You’re accustomed to reading our coverage of area high school basketball, but Friday night marks a special back-to-the-future moment worth noting, as hall of famer Hal McCoy returns to area gyms.
We’ve covered many Tipp basketball games from Pat Wampler Arena over the past six seasons, but none in the manner of tonight’s (Friday’s) matchup between Adam Toohey’s Red Devils and the Xenia Buccaneers.
For Friday night’s game marks the re-debut of one of the area’s iconic writers to his sports journalism beginnings. Hal McCoy returns to do high school basketball.
“I’m looking forward to it,” said the Cooperstown hall-of-famer this week, an inductee to the writer’s wing of America’s most prestigious sports hall of fame (The J.G. Taylor Spink Award) in 2002.
“It’s the first time I’ve written a high school game since I covered Belmont High School during their glory days in the 60s, with Bill Hosket and Don May. This should be fun.”
Fun, and fun for coaches, players, and fans alike, who for the past 50 years (some of them, anyway) have grown accustomed to his inimitable style of covering the Cincinnati Reds for the Dayton Daily News. Author of My Half Century With The Cincinnati Reds in 2015, McCoy left the daily beat coverage of the Reds at the end of the 2009 season, this after suffering a stroke to his optic nerve in 2003 that left him legally blind.
“I still wanted to work,” said McCoy at the time. “And I was not forced into retirement. I was offered a very generous buyout for doing nothing – something that I’m very competent at doing. They just couldn’t afford to send me coast-to-coast to cover the Reds anymore.”

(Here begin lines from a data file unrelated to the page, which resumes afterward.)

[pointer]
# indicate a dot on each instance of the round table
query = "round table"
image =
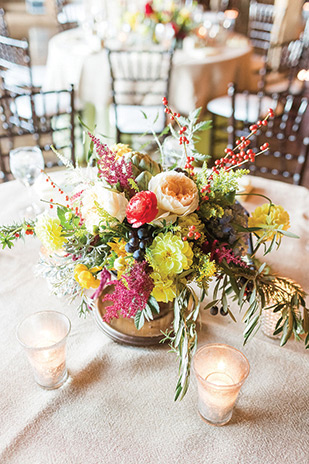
(117, 406)
(198, 75)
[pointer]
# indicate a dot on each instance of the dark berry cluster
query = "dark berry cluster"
(193, 234)
(214, 311)
(139, 240)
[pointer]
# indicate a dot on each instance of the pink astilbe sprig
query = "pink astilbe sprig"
(130, 293)
(219, 252)
(113, 170)
(104, 279)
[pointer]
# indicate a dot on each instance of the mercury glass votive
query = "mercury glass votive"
(220, 371)
(43, 335)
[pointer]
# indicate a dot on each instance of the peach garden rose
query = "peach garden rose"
(177, 194)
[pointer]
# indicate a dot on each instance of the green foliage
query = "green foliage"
(183, 338)
(9, 234)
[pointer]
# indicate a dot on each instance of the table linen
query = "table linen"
(117, 406)
(198, 75)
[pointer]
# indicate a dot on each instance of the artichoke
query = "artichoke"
(143, 167)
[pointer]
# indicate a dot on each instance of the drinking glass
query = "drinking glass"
(220, 371)
(26, 164)
(43, 336)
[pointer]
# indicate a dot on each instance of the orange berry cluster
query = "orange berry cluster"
(193, 233)
(29, 230)
(52, 183)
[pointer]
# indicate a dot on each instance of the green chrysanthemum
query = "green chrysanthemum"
(169, 254)
(164, 288)
(191, 220)
(48, 230)
(269, 218)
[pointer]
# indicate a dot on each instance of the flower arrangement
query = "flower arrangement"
(161, 233)
(179, 17)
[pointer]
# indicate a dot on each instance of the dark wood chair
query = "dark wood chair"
(4, 30)
(282, 64)
(261, 18)
(286, 134)
(139, 80)
(67, 14)
(278, 76)
(16, 72)
(37, 118)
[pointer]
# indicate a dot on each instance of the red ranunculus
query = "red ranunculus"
(148, 9)
(142, 208)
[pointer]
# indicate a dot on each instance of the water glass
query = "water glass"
(220, 371)
(43, 335)
(26, 164)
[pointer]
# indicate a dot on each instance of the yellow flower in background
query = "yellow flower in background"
(84, 276)
(184, 13)
(169, 254)
(49, 230)
(164, 288)
(269, 217)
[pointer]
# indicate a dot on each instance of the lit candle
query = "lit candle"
(43, 336)
(220, 371)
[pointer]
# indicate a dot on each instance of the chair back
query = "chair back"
(37, 118)
(66, 14)
(286, 134)
(139, 80)
(261, 17)
(15, 65)
(3, 24)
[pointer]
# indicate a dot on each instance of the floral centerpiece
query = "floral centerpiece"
(162, 12)
(160, 234)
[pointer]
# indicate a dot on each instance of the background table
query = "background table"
(198, 75)
(117, 406)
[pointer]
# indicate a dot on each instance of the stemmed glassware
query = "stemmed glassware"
(26, 164)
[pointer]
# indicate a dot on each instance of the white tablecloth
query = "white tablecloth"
(117, 406)
(198, 75)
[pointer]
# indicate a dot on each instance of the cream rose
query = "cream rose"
(97, 197)
(176, 194)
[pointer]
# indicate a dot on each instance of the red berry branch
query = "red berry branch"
(183, 140)
(235, 157)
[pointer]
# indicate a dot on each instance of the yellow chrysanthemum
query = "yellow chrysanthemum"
(84, 277)
(164, 288)
(205, 268)
(120, 149)
(49, 230)
(118, 246)
(269, 217)
(169, 254)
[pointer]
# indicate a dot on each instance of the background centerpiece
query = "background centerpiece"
(141, 234)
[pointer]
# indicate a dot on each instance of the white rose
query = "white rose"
(97, 197)
(176, 194)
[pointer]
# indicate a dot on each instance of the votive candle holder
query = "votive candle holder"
(220, 370)
(43, 335)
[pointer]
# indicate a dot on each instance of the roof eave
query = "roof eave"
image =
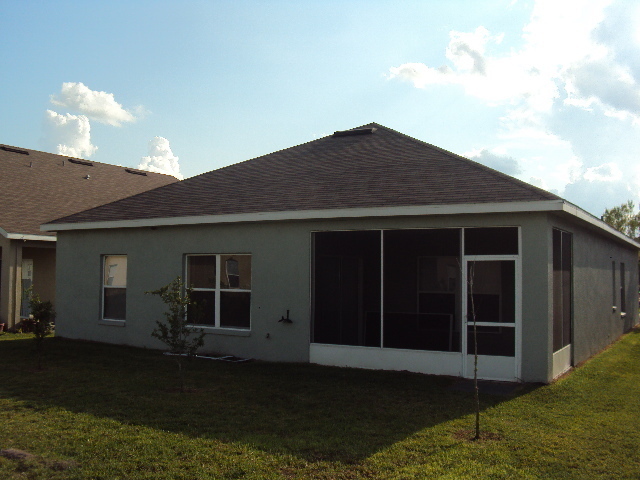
(452, 209)
(556, 205)
(26, 236)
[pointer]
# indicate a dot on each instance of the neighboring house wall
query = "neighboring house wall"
(281, 259)
(596, 289)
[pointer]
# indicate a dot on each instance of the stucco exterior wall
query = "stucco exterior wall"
(595, 323)
(281, 262)
(12, 253)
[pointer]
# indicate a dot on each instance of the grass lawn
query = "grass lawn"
(107, 412)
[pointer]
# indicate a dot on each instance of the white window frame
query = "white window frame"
(103, 271)
(217, 290)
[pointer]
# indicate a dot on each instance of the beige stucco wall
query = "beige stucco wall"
(595, 323)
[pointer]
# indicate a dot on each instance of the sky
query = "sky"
(545, 91)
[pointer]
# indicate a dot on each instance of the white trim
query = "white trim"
(418, 361)
(420, 210)
(561, 361)
(112, 323)
(216, 327)
(21, 236)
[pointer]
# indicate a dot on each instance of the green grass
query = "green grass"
(109, 412)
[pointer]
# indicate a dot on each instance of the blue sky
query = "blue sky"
(546, 91)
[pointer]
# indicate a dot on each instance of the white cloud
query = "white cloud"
(569, 96)
(607, 172)
(68, 134)
(495, 160)
(100, 106)
(161, 159)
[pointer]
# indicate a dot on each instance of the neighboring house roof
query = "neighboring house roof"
(38, 187)
(384, 168)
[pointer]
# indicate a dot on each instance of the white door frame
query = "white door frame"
(466, 371)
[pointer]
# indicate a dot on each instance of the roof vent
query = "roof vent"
(135, 172)
(81, 162)
(14, 150)
(355, 131)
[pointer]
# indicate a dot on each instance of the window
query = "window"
(221, 290)
(561, 284)
(114, 287)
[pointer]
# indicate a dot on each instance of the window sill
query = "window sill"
(112, 323)
(209, 330)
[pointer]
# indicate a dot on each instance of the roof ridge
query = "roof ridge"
(479, 165)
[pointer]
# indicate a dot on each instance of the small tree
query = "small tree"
(623, 218)
(174, 332)
(43, 316)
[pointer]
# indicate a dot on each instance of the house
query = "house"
(38, 187)
(366, 248)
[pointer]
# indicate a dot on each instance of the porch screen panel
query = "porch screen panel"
(491, 301)
(422, 289)
(347, 288)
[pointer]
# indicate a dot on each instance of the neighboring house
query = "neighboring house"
(37, 187)
(374, 245)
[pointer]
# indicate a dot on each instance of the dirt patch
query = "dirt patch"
(468, 436)
(15, 454)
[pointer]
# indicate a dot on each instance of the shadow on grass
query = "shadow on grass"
(308, 411)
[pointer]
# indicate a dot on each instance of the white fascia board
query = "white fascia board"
(595, 221)
(20, 236)
(467, 208)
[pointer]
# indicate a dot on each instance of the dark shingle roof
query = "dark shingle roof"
(381, 169)
(37, 187)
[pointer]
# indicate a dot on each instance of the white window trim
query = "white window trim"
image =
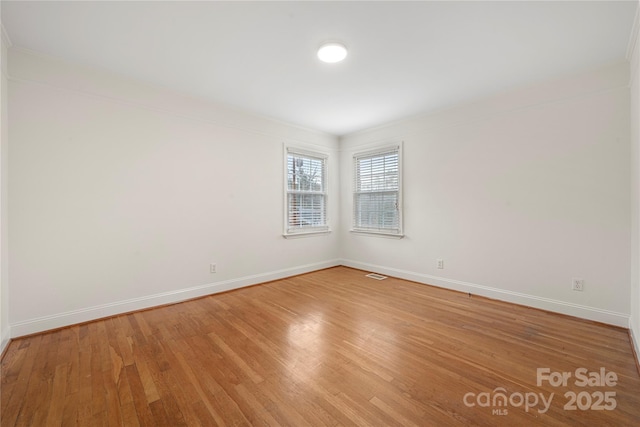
(310, 231)
(373, 232)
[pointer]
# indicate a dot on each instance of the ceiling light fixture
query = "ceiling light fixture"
(332, 52)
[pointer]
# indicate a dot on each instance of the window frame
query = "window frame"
(300, 231)
(377, 231)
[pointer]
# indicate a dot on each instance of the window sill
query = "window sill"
(308, 233)
(378, 234)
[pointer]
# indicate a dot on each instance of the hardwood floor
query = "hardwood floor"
(327, 348)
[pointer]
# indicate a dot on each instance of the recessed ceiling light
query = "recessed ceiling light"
(332, 52)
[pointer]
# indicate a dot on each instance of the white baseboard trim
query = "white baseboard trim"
(556, 306)
(60, 320)
(635, 335)
(4, 339)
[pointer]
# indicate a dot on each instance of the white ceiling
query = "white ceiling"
(405, 58)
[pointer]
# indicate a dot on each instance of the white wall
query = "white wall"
(517, 194)
(121, 195)
(4, 253)
(634, 85)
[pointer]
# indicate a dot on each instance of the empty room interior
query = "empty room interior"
(320, 213)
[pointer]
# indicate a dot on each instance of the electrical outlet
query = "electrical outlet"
(577, 284)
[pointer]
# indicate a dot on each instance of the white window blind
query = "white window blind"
(306, 204)
(377, 197)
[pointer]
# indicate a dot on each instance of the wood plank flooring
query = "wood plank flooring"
(329, 348)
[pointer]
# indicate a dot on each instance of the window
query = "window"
(377, 195)
(306, 200)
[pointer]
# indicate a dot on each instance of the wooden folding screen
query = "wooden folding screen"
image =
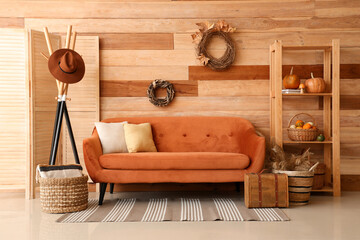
(84, 105)
(14, 124)
(43, 102)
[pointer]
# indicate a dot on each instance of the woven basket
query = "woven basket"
(63, 195)
(302, 134)
(300, 185)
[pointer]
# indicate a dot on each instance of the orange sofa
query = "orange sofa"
(190, 150)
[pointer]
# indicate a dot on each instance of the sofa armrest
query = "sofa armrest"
(254, 148)
(92, 151)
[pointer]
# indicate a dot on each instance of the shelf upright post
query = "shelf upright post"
(327, 116)
(336, 116)
(278, 93)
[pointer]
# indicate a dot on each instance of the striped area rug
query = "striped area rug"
(172, 209)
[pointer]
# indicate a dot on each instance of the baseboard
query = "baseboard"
(348, 183)
(146, 187)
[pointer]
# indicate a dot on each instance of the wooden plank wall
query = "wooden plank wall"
(84, 107)
(141, 40)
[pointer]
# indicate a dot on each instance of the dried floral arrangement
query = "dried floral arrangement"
(202, 38)
(277, 159)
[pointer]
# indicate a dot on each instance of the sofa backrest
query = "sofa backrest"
(195, 134)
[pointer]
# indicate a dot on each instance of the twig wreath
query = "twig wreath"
(202, 39)
(160, 102)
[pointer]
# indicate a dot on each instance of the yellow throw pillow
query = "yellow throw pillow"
(139, 138)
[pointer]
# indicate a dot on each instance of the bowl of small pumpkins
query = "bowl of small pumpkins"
(299, 130)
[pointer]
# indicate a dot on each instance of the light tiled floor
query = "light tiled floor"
(325, 218)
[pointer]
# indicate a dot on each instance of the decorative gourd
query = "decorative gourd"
(291, 81)
(315, 85)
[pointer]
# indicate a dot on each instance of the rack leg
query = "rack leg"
(57, 134)
(112, 188)
(71, 135)
(54, 132)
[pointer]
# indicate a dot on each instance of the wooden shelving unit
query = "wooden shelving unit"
(331, 107)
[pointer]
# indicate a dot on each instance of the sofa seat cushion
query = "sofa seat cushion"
(175, 161)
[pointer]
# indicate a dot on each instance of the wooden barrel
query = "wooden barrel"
(319, 177)
(300, 185)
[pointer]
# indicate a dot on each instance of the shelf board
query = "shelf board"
(324, 189)
(306, 142)
(307, 47)
(307, 94)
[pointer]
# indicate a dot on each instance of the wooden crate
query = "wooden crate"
(266, 190)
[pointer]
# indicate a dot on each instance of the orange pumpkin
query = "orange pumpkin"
(291, 81)
(315, 85)
(299, 123)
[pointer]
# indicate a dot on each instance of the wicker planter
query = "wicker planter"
(62, 195)
(300, 185)
(302, 134)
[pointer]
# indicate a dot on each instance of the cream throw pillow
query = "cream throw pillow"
(139, 138)
(112, 137)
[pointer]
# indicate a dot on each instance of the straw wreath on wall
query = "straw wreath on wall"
(160, 102)
(202, 38)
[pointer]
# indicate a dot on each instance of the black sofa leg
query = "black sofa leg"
(112, 188)
(237, 186)
(102, 192)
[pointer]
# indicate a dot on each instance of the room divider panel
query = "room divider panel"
(14, 106)
(28, 105)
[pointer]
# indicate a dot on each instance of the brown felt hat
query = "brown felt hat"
(66, 66)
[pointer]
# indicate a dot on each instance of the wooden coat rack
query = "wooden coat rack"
(61, 109)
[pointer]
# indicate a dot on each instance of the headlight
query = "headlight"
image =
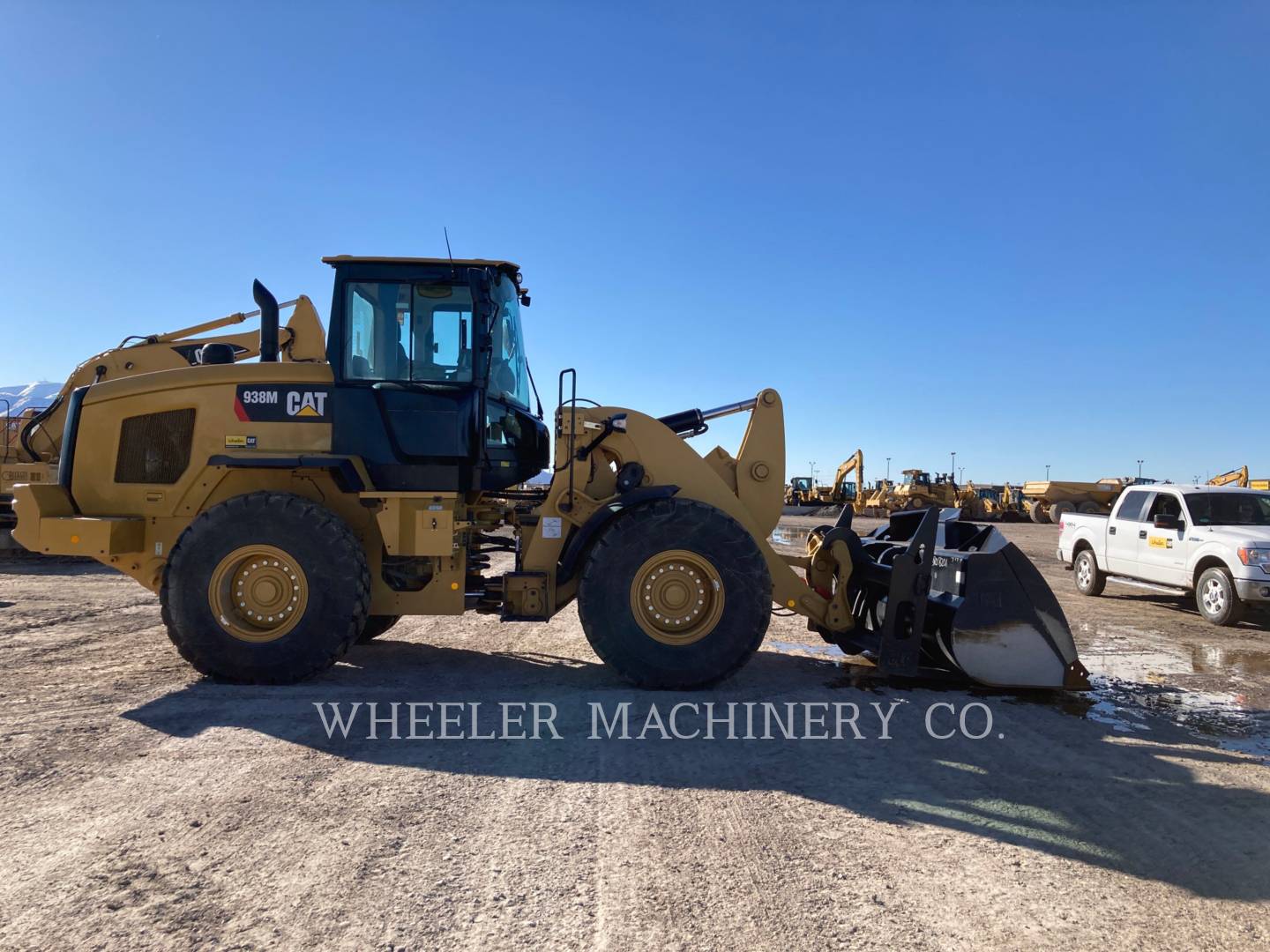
(1256, 556)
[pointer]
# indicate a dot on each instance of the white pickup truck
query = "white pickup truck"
(1206, 539)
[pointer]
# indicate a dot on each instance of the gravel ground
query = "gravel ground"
(147, 807)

Since 2009 McCoy has written a daily blog for the Dayton Daily News, while occupying his down time as an increasing contributor to Press Press.
For the past five seasons he’s written the University of Dayton Flyers basketball for the website, and this past fall added coverage of Flyer football to his Press Pros duties. But high school basketball, and the quality of area high school competition, is something that he will address, starting Friday, with curious optimism.
“It’ll be different to go back to where it all started for me,” says McCoy. “I really enjoy my relationship with Press Pros and this will be like going back to my roots.”
McCoy also lends his name to the annual Press Pros scholarship award (The Hal McCoy Award, $2,500) for area graduating seniors interested in following in his footsteps as a journalist – in journalism, communications, or even those who want to be a high school English teacher.
And if you take the time to stop and say hello, you’ll quickly find out why even today, he’s still one of the Dayton area’s most popular journalistic figures. He’s never met an engaging sports fan yet he didn’t like.